Galois theory and Field extensions

Question

Let $\alpha$ be a complex number with $$\alpha^2 = \sqrt3 -\sqrt5.$$ Prove that the extension of the field Q with $\alpha$ over Q is NOT Galois.

Answer 1

Hint:

The minimal polynomial of $\alpha$ over $\Bbb Q$ is $$x^8-16x^4+4=(x^4-8)^2-60$$ For your extension to be Galois it needs to contain all the roots of the minimal polynomial.

Answer 2

In order for an extension to be galois it must be separable and normal. Separable is not going to be a problem over $\mathbb{Q}$. In order for it to be normal it must contain all of the roots of the irreducible polynomial.
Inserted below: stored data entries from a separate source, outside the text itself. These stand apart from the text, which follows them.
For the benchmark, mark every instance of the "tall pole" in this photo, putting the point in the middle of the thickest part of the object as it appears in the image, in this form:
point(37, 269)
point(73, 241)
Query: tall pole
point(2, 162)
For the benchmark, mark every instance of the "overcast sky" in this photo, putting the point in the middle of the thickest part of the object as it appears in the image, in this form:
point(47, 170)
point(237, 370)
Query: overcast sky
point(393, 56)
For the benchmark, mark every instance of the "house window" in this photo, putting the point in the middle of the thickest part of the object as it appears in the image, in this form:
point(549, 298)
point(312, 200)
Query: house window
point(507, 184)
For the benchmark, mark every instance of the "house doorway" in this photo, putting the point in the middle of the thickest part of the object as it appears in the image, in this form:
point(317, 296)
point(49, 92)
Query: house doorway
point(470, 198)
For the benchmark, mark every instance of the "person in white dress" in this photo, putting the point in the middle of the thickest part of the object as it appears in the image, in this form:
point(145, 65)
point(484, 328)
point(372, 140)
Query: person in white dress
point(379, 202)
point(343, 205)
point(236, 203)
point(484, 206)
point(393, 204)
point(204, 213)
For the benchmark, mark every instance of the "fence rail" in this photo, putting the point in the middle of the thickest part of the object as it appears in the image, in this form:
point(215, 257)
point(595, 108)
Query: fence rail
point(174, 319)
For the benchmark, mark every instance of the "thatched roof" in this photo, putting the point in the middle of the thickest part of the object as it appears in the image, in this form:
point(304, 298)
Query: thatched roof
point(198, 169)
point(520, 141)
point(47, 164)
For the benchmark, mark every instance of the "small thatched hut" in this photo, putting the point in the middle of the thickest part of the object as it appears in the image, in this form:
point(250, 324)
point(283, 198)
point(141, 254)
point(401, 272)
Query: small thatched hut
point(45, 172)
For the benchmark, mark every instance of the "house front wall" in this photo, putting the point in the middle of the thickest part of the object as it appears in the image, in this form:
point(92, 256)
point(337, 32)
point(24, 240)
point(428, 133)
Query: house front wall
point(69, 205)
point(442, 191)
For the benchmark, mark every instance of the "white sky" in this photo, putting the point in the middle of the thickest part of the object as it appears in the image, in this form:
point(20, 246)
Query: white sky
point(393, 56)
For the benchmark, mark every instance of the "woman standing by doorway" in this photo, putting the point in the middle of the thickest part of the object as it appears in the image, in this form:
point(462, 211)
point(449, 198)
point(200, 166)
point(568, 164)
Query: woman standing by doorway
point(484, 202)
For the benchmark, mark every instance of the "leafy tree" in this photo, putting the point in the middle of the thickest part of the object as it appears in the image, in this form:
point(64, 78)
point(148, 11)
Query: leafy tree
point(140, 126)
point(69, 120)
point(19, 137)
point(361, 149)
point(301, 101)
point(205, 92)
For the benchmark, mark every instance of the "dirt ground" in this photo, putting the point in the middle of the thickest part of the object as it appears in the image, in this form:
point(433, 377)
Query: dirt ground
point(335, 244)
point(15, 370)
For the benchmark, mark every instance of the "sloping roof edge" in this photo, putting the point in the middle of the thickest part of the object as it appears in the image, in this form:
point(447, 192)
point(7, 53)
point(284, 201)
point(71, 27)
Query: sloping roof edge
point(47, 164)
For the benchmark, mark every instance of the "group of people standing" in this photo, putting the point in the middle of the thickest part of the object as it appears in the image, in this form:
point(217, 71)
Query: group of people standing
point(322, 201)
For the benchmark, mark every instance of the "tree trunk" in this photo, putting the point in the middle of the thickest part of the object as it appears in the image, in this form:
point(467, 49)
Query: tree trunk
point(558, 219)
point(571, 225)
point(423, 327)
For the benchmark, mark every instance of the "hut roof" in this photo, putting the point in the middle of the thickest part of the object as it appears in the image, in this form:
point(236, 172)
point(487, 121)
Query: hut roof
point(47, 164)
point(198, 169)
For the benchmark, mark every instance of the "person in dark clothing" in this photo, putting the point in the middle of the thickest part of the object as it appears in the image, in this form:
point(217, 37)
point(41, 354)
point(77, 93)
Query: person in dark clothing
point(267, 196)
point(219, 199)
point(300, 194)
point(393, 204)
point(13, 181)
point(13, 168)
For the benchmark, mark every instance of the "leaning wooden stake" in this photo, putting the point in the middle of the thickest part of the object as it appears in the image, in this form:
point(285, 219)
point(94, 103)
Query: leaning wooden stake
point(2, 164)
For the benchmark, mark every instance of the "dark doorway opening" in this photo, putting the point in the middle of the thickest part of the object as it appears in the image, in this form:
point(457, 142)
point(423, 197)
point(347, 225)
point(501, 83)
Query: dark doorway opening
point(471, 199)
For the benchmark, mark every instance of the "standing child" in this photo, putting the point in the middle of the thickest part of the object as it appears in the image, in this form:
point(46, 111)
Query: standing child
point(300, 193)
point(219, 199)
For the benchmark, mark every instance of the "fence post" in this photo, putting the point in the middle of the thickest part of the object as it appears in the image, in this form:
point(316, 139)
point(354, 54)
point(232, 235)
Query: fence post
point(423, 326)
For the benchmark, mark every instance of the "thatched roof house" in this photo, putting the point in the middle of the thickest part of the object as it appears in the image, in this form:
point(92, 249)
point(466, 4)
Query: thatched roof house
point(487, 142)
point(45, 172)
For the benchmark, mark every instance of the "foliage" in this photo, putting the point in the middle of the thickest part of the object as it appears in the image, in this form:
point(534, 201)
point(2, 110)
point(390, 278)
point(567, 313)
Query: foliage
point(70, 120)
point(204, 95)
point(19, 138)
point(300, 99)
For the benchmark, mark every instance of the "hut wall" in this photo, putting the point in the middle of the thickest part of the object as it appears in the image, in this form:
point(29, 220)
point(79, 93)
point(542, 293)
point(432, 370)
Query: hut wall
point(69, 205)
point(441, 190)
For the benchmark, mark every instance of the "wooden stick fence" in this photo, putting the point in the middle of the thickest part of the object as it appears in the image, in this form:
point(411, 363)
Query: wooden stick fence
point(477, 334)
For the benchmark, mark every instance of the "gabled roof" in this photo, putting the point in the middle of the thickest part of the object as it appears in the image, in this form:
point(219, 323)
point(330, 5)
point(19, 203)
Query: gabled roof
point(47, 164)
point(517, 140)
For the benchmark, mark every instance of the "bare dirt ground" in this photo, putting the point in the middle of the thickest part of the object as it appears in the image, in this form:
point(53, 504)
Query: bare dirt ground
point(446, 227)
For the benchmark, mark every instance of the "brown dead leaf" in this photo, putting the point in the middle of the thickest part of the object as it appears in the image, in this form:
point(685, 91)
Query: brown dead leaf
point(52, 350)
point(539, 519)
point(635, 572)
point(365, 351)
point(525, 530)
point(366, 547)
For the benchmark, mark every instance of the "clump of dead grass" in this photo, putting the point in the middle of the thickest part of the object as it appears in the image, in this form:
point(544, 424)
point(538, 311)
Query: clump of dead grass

As noted above the minimal polynomial of this is $$x^8 - 16x^4 + 4 = 0.$$ Let $\beta$ be $i\alpha$ then this is clearly also a root of the above irreducible polynomial since the polynomial above is all in terms of $x^4$. It follows that $\beta^2$ = $-\alpha^2$ = $\sqrt{5} - \sqrt{3}$ and so it is easy to see that $\beta$ is real. If $\mathbb{Q(\alpha)}$ contains all of the roots of this polynomial then clearly $\mathbb{Q(\beta)}$ $\subset$ $\mathbb{Q(\alpha)}$. It is clear from the fact that the minimal polynomial is irreducible, and from viewing $\mathbb{Q(\alpha)}$ and $\mathbb{Q(\beta)}$ as the images of the evaluation map at the two different roots then they are both isomorphic to $$\frac{\mathbb{Q}[X]}{(x^8-16x^4+4)}$$ and thus both isomorphic to one another. Due to the containment and isomorphism we see that $\mathbb{Q}(\alpha)$ = $\mathbb{Q}(\beta)$. However we have $\mathbb{Q}(\beta)$ $\subset$ $\mathbb{R}$ but $\mathbb{Q}(\alpha)$ $\nsubseteq$ $\mathbb{R}$ so we have our contradiction.

Answer 3

Avoiding minimal polynomials, let us do Galois theory by introducing the biquadratic field $K=\mathbf Q(\sqrt 3, \sqrt 5)$. Its 3 quadratic subfields are $\mathbf Q(\sqrt 3), \mathbf Q(\sqrt 5), \mathbf Q(\sqrt {15})$, so $K$ necessarily coincides with $\mathbf Q(\sqrt 3 - \sqrt 5)$, and $L=\mathbf Q(\alpha)$ is a quadratic extension of $K$. It is classically known (and easy to show) that $L/\mathbf Q$ is normal iff, for any $h\in G$=$Gal(K/\mathbf Q)$, all prolongations $\tilde h$ of $h$ to $\mathbf Q$-embeddings of $L$ into $ \mathbf{\bar Q}$ stabilize $L$, i.e. $h(\sqrt 3 - \sqrt 5)$ differs multiplicatively from $(\sqrt 3 - \sqrt 5)$ by a square in $K^*$. But $G$ is generated by 2 automorphisms $\sigma, \tau$ defined by $\sigma (\sqrt 3)=\sqrt 3, \sigma (\sqrt 5)=-\sqrt 5$, and $\tau(\sqrt 3)=-\sqrt 3, \tau(\sqrt 5)=\sqrt 5$, so that the normality of $L/\mathbf Q$ is equivalent to $(\sqrt 3 - \sqrt 5)(\sqrt 3 + \sqrt 5)$ and $(\sqrt 3 - \sqrt 5)(-\sqrt 3 - \sqrt 5)$ being squares in $K^*$, or $-2$ and $2$ being squares in $K^*$. This cannot happen because of the known list of quadratic subfields of $K$.